According to faqihs, it is obligatory to learn parts of furu' al-din with which Muslims usually deal, such as prayer, fast, khums, and zakat.[11] In contrast with usul al-din in which certainty is required,[12] a conjecture (zann) is sufficient in the case of furu' al-din.[13] However, the conjectures that are sufficient in this case are restricted to those that are reliable in the religion.[14]

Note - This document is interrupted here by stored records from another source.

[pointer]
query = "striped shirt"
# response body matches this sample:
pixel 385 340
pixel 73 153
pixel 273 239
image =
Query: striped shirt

According to marja's, it is obligatory for Muslims to be either,

  • Mujtahids with respect to furu' al-din, in which case they can obtain the rulings on the basis of reliable evidence, or
  • Followers of a mujtahid, or
  • Practitioners of ihtiyat (precaution), that is, they may as well act in such ways that assure the

discharge of the jurisprudential obligation. For example, if some marja's take an action to be obligatory and others take it to be supererogatory, then one should do that action. Also, if some people take an action to be forbidden and others do not, then one should abstain from doing that action.[15]

Method of Inference

Furu' al-din are inferred from four sources: the Qur'an, hadiths from the Prophet (s) and Imams (a), the reason, and consensus. These are referred to as the Four Sources.[16] The discipline of fiqh (Islamic jurisprudence) is concerned with the inference of furu' al-din from these sources.[17] It draws on other disciplines, such as Arabic literature, the Quranic exegesis, hadith, rijal, and in particular, usul al-fiqh (principles of jurisprudence), to infer sharia laws from the Four Sources.[18] Usul al-fiqh provides fiqh with correct ways of inferring sharia laws.[19]

Notes

  1. ʿAlawī, ʿAqāʾid al-Muʾminīn, 1411 AH, p. 13.
  2. Guzashta, "Uṣūl-i dīn", p. 282.
  3. Miṣbāḥ Yazdī, Āmūzish-i ʿaqāyid, 1384 Sh, p. 12. ʿAlawī, ʿAqāʾid al-Muʾminīn, 1411 AH, p. 13.
  4. Muʾassisa-yi Dāʾirat al-Maʿārif-i Fiqh-i Islāmī, Farhang-i fiqh, 1392 Sh, p. 689.
  5. Guzashta, "Uṣūl-i dīn", p. 282.
  6. Guzashta, "Uṣūl-i dīn", p. 282.
  7. Guzashta, "Uṣūl-i dīn", p. 282.
  8. Kulaynī, al-Kāfī, 1407 AH, vol. 2, p. 18.
  9. Kulaynī, al-Kāfī, 1407 AH, vol. 2, p. 19-20.
  10. Muṭahharī, Majmūʿa-yi āthār, 1390 Sh, vol. 26, p. 257. ʿAlawī, ʿAqāʾid al-Muʾminīn, 1411 AH, p. 12.
  11. Muʾassisa-yi Dāʾirat al-Maʿārif-i Fiqh-i Islāmī, Farhang-i fiqh, 1392 Sh, p. 689.
  12. Imām Khomeini, Tawḍīḥ al-masāʾil, 1392 Sh, vol. 1, p. 12-13.
  13. Muʾassisa-yi Dāʾirat al-Maʿārif-i Fiqh-i Islāmī, Farhang-i fiqh, 1392 Sh, p. 689.
  14. Muʾassisa-yi Dāʾirat al-Maʿārif-i Fiqh-i Islāmī, Farhang-i fiqh, 1392 Sh, p. 689-690.
  15. Imām Khomeini, Tawḍīḥ al-masāʾil, 1392 Sh, vol. 1, p. 11-13.
  16. Muṭahharī, Majmūʿa-yi āthār, 1390 Sh, vol. 20, p. 29.
  17. Muṭahharī, Majmūʿa-yi āthār, 1390 Sh, vol. 20, p. 29.
  18. Muṭahharī, Majmūʿa-yi āthār, 1390 Sh, vol. 20, p. 27.
  19. Muṭahharī, Majmūʿa-yi āthār, 1390 Sh, vol. 20, p. 29.

References

  • ʿAlawī, ʿAdil. ʿAqāʾid al-Muʾminīn. Qom, Dār al-Dhakhāʾir, 1411 AH.
  • Guzashta, Nāṣir. "Uṣūl-i dīn", Dānishnāma-yi jahān-i Islām, vol. 1. Tehran, Muʾassisat Dāʾirat al-Maʿārif al-Fiqh al-Islāmī, 1374 Sh.
  • Imām Khomeini, Sayyid Rūh Allāh. Tawḍīḥ al-masāʾil. Qom, Daftar-i Intishārāt-i Islāmī, 1392 Sh.
  • Kulaynī, Muḥammad b. Yaʿqūb. Al-Kāfī. Tehran, Dār al-Kutub al-Islāmīyya, 1407 AH.
  • Miṣbāḥ Yazdī, Muḥammad Taqī. Āmūzish-i ʿaqāyid. Tehran, Amīr Kabīr, 1384 Sh.
  • Muʾassisa-yi Dāʾirat al-Maʿārif-i Fiqh-i Islāmī, Farhang-i fiqh muṭābiq-i madhhab-i Ahl-i Bayt ʿalayhim al-salām. 1392 Sh,
  • Muṭahharī, Murtaḍā. Majmūʿa-yi āthār. Tehran, Ṣadrā, 1390 Sh.